The class was considered a success, although highly specialised, and developments were rebuilt and built new by the LNER. The rebuilt locomotive trialled a new outside-framed bogie, fitted with a booster engine, the LNER being one of the few UK railways to favour these. Two further locomotives were also built by the LNER. Six were built in total.

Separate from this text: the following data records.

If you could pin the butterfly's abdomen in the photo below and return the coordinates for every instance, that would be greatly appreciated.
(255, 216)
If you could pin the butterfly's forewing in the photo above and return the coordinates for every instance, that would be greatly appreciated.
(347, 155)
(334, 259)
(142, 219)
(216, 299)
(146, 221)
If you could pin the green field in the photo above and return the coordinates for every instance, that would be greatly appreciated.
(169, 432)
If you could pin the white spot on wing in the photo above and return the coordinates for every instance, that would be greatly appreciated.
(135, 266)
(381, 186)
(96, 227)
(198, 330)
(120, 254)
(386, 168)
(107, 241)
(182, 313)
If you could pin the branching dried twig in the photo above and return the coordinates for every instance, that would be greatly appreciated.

The second example was LNWR 380 Class. These were a simple stretched version of the inside-cylindered 0-8-2T 1185 Class, which had been derived from the LNWR's numerous 0-8-0 freight locomotives, with a larger coal bunker. The class was intended for both shunting, banking and as mineral engines for the heavy coal or iron train use in the South Wales coalfield. The enlarged bunker made them more suitable for these longer workings. Thirty were built.